Uma servidora da área da saúde de Chapecó, no Oeste de Santa Catarina, virou alvo de uma operação da Polícia Civil na manhã desta quinta-feira (7). A investigação apura suspeitas de fraudes em registros de visitas domiciliares feitas no sistema da prefeitura.

Batizada de “Gasparzinho”, a operação foi realizada pela 5ª Delegacia Especializada no Combate à Corrupção (DECOR) e cumpriu cinco mandados de busca e apreensão em Chapecó e também em Pato Branco, no Paraná.

Segundo a Polícia Civil, a apuração começou após uma denúncia encaminhada pelo Ministério Público de Santa Catarina (MPSC), que apontava possíveis irregularidades envolvendo uma servidora do setor da saúde pública municipal.

O que é investigado

Conforme a investigação, a servidora é suspeita de inserir informações possivelmente falsas em um sistema informatizado usado pela prefeitura para registrar visitas domiciliares realizadas por agentes comunitários de saúde.

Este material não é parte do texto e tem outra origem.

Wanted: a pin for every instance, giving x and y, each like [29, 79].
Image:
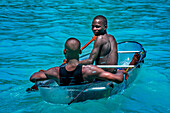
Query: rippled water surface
[32, 36]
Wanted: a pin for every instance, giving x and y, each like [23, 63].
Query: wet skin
[105, 46]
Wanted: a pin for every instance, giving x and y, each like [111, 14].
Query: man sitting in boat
[105, 46]
[74, 73]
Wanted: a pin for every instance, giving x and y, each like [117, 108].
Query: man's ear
[64, 51]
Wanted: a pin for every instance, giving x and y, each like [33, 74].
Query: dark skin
[90, 72]
[105, 46]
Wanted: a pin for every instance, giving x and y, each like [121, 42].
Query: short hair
[102, 18]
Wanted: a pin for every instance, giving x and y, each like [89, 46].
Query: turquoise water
[32, 36]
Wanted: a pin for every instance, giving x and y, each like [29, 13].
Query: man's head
[72, 48]
[99, 25]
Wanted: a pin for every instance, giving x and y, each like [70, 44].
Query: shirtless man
[73, 72]
[105, 46]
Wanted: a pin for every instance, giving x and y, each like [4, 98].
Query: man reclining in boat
[74, 73]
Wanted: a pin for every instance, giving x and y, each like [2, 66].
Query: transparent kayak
[52, 93]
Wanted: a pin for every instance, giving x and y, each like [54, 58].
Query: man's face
[98, 27]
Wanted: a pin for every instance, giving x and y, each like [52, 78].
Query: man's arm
[52, 73]
[95, 52]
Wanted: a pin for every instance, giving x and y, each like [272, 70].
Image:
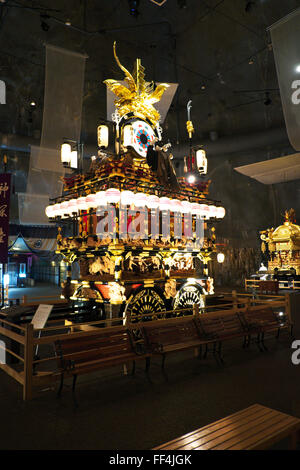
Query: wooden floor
[254, 428]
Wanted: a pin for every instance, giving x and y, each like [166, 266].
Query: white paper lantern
[65, 153]
[112, 195]
[127, 198]
[81, 203]
[56, 210]
[175, 205]
[101, 198]
[74, 159]
[102, 134]
[72, 206]
[201, 161]
[153, 201]
[220, 212]
[220, 257]
[195, 208]
[204, 211]
[91, 201]
[49, 211]
[164, 204]
[64, 208]
[127, 135]
[212, 211]
[140, 199]
[186, 207]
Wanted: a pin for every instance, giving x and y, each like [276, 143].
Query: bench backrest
[227, 325]
[262, 316]
[110, 342]
[170, 332]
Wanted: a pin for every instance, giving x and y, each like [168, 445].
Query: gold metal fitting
[190, 128]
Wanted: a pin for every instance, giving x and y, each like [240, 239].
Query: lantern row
[128, 198]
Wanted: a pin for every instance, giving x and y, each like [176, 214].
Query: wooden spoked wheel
[189, 295]
[143, 302]
[87, 309]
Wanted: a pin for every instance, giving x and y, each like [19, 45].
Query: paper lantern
[164, 204]
[212, 211]
[72, 206]
[186, 207]
[112, 196]
[65, 153]
[195, 208]
[101, 198]
[175, 205]
[153, 201]
[49, 211]
[102, 134]
[220, 212]
[127, 198]
[201, 161]
[56, 210]
[74, 159]
[204, 211]
[91, 201]
[127, 135]
[81, 203]
[220, 257]
[64, 208]
[140, 199]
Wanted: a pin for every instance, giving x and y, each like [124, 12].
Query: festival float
[281, 248]
[141, 236]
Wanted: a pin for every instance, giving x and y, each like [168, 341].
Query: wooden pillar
[234, 298]
[28, 362]
[288, 307]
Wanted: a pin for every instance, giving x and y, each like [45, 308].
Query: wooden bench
[104, 348]
[254, 428]
[218, 328]
[173, 335]
[264, 320]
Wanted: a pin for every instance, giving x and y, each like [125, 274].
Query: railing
[36, 300]
[20, 343]
[256, 283]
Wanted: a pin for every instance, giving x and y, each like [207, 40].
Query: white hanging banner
[285, 36]
[64, 80]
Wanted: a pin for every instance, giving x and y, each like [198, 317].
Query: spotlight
[133, 7]
[268, 100]
[249, 6]
[44, 25]
[182, 3]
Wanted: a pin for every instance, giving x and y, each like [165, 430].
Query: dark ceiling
[219, 52]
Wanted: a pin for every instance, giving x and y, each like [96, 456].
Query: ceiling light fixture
[44, 25]
[133, 7]
[182, 3]
[158, 2]
[249, 6]
[268, 100]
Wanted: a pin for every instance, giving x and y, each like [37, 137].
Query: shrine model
[281, 249]
[137, 230]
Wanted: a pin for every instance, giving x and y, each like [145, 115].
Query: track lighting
[133, 7]
[268, 100]
[249, 6]
[44, 25]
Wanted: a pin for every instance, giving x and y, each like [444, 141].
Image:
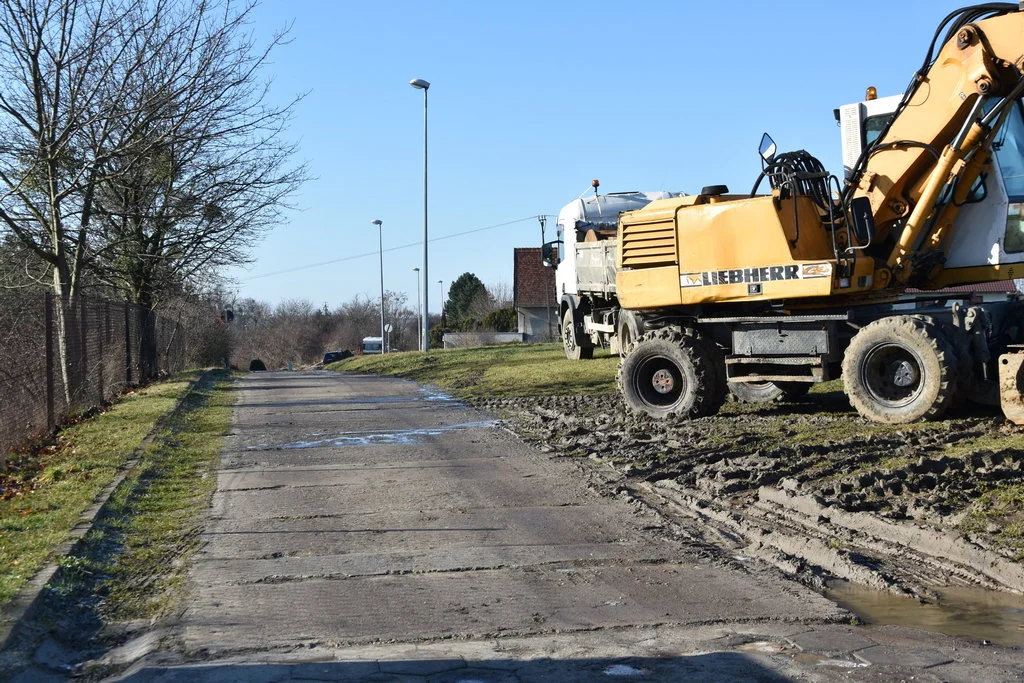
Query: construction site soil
[811, 486]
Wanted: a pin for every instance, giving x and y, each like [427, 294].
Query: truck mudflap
[1012, 385]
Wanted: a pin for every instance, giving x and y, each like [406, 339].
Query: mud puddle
[975, 613]
[401, 437]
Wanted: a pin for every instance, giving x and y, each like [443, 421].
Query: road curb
[24, 604]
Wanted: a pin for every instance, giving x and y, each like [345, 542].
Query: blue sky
[531, 100]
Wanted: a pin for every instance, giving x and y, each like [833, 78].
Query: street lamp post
[380, 244]
[420, 84]
[418, 309]
[440, 287]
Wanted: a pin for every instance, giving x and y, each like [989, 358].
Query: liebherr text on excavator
[820, 276]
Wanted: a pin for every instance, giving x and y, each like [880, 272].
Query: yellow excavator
[812, 276]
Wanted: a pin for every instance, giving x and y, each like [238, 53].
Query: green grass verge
[502, 372]
[152, 523]
[64, 480]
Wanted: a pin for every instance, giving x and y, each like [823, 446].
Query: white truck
[585, 253]
[584, 258]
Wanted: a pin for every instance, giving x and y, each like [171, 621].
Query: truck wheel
[900, 369]
[668, 374]
[755, 392]
[572, 350]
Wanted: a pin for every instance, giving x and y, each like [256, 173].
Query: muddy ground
[813, 487]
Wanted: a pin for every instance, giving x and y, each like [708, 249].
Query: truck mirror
[767, 148]
[549, 254]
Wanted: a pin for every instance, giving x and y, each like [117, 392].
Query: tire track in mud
[811, 486]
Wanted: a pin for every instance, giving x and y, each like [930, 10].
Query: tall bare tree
[209, 170]
[136, 145]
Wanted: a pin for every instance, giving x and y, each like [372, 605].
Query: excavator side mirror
[862, 220]
[767, 148]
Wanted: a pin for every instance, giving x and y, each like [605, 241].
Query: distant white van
[373, 345]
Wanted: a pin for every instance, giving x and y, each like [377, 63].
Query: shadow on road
[712, 667]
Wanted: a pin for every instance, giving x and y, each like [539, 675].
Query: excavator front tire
[668, 374]
[900, 369]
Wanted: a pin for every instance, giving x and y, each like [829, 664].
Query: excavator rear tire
[668, 374]
[573, 351]
[900, 369]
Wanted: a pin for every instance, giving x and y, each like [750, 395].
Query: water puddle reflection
[968, 612]
[400, 437]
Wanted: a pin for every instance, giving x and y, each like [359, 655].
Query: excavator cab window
[1009, 152]
[872, 127]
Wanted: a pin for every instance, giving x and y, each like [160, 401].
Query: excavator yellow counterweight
[1012, 386]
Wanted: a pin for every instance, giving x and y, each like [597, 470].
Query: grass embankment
[500, 372]
[141, 528]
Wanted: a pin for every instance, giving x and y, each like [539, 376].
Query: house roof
[534, 284]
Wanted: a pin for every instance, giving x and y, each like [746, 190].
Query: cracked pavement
[366, 528]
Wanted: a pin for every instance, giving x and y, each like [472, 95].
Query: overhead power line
[352, 257]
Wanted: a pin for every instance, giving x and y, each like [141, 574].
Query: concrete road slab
[354, 510]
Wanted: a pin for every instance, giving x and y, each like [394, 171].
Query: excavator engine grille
[646, 246]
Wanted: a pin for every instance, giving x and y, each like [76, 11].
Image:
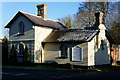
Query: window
[21, 28]
[76, 53]
[63, 49]
[21, 49]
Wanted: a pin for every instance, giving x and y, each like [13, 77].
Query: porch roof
[71, 35]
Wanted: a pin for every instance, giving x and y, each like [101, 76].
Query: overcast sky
[55, 10]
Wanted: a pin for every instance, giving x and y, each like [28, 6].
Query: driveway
[26, 74]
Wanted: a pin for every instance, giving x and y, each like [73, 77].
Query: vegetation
[4, 50]
[84, 17]
[13, 56]
[26, 57]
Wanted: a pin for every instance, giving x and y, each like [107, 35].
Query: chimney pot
[99, 19]
[42, 10]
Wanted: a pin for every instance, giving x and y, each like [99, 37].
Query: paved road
[23, 74]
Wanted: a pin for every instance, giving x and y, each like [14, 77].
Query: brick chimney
[42, 10]
[99, 19]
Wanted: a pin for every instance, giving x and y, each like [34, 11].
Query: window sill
[20, 34]
[61, 57]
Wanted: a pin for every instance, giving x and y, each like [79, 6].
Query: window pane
[76, 53]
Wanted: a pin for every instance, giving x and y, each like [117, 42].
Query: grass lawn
[65, 67]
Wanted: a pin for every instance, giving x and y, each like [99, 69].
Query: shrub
[26, 57]
[13, 57]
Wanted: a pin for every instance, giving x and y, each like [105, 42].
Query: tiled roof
[71, 35]
[37, 20]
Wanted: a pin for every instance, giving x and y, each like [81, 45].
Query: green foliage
[26, 57]
[4, 50]
[13, 57]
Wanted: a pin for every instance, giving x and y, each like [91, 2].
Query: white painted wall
[102, 56]
[40, 34]
[52, 52]
[91, 52]
[28, 30]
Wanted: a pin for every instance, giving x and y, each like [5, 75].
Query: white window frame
[81, 54]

Os mandados foram cumpridos em:

  • setores administrativos do município;
  • uma unidade de saúde;
  • residência ligada à investigação;
  • empresa responsável pelo sistema tecnológico utilizado na gestão da saúde pública.

Além das buscas, a Justiça também determinou o afastamento cautelar da servidora investigada, proibindo o acesso dela aos sistemas e funções do setor.

A Polícia Civil informou ainda que solicitou os registros de atividades relacionados ao trabalho desempenhado pela servidora.

Operação teve apoio de outras unidades

A ação contou com apoio de policiais da Coordenadoria Estadual de Combate à Corrupção (CECOR), da Diretoria Estadual de Investigações Criminais (DEIC) e da Divisão de Investigação Criminal (DIC) de São Lourenço do Oeste.

O material apreendido durante a operação será analisado pelos investigadores.

O que diz a Prefeitura de Chapecó

Em nota, a Prefeitura de Chapecó informou que a investigação envolve “uma única servidora”, agente comunitária de saúde, suspeita de irregularidades nos registros de visitas domiciliares.

O município afirmou ainda que já adotou medidas administrativas, incluindo o afastamento da servidora, e reforçou que está colaborando com as investigações.

“A Administração Municipal reafirma sua colaboração integral com as autoridades competentes, prezando pela transparência e pelo cumprimento da legalidade”, diz trecho da nota.

A Polícia Civil informou que outras informações seguem sob sigilo para não atrapalhar o andamento da investigação.